Controversial information
Despite the accumulated information reported, recent articles have presented opposite results. In a single-center retrospective cohort of 312 patients undergoing MV repair for degenerative diseases, David et al. demonstrated no association between tricuspid annulus size and subsequent FTR development, with a low rate of postoperative TR (at 7 years follow-up) in patients presenting annulus size < 40mm (6.8%, 95% CI 4.6%. – 10.4%), but also in those with annulus ≥ 40mm (6.0%, 95% CI 2.9% – 12.2%)23. The limitation of this study is that tricuspid annular size was measured intraoperatively, using transesophageal echocardiogram (TEE) under general anesthesia, while the current guidelines are based on TTE or direct intraoperative measurement.

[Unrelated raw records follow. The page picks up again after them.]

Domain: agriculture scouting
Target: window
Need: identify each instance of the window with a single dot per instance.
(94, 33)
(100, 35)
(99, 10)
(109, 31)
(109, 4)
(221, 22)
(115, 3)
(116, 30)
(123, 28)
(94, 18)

Regardless this limitation, TR prevalence was similar to that previously described by Rajbanshi et al., in whose study only 6% of patients developed severe TR at 5-year follow-up after MV repair or replacement24.
Furthermore, no advantage in terms of TV reoperation rate (HR 0.46; 95% CI 0.10 ‒ 2.07; p=0.31); congestive heart failure (HR 1.12; 95% CI 0.37 ‒ 3.36; p=0.84); and death (HR 1.41; 95% CI 0.82 ‒ 2.42; p=0.22) when mild-to-moderate FTR was concomitantly managed was suggested by Ro et al.25.
In terms of possible disadvantages of combined procedures, although prophylactic TV repair has not been associated with increased mortality rate, some authors have suggested association with longer operative times26, higher pacemaker rates27and longer hospital length of stay28.
Additional data comes from the results of a single-center prospective randomized trial published in 2019. In this study, prophylactic tricuspid annuloplasty performed concomitantly to MV repair in patients with less-than-severe FTR was able to reduce FTR recurrence, but did not affect functional capacity or right ventricular remodeling. Five-year freedom from cardiac-related mortality was similar in TV treated and non-treated patients (94.1 ± 3.2% in treated-group vs. 89.7 ± 4.3% in TV non-treated; p=0.9)29.
When this new study was included in a meta-analysis, however, the conclusions went in the opposite direction. TV repair was associated with lower cardiovascular mortality, all-cause mortality and TR progression over a median of 5.3 years of follow-up (cardiovascular mortality: RR 0.46, 95% CI 0.28 ‒ 0.75; p=0.002; all-cause mortality: RR 0.68, 95% CI 0.49 ‒ 0.96; p=0.03; TR progression: RR 0.26, 95% CI 0.12 ‒ 0.56; p<0.001)30. Likewise, when the prevalence of TR after MV repair due to leaflet prolapse at a more extended follow-up are evaluated, even David et al. showed numbers that are more concerned. A 20.8% probability of persistent or new moderate or severe TR at 20 years made the author point that maybe a much longer follow-up that those previously reported is needed to observe changes in tricuspid annulus diameter31.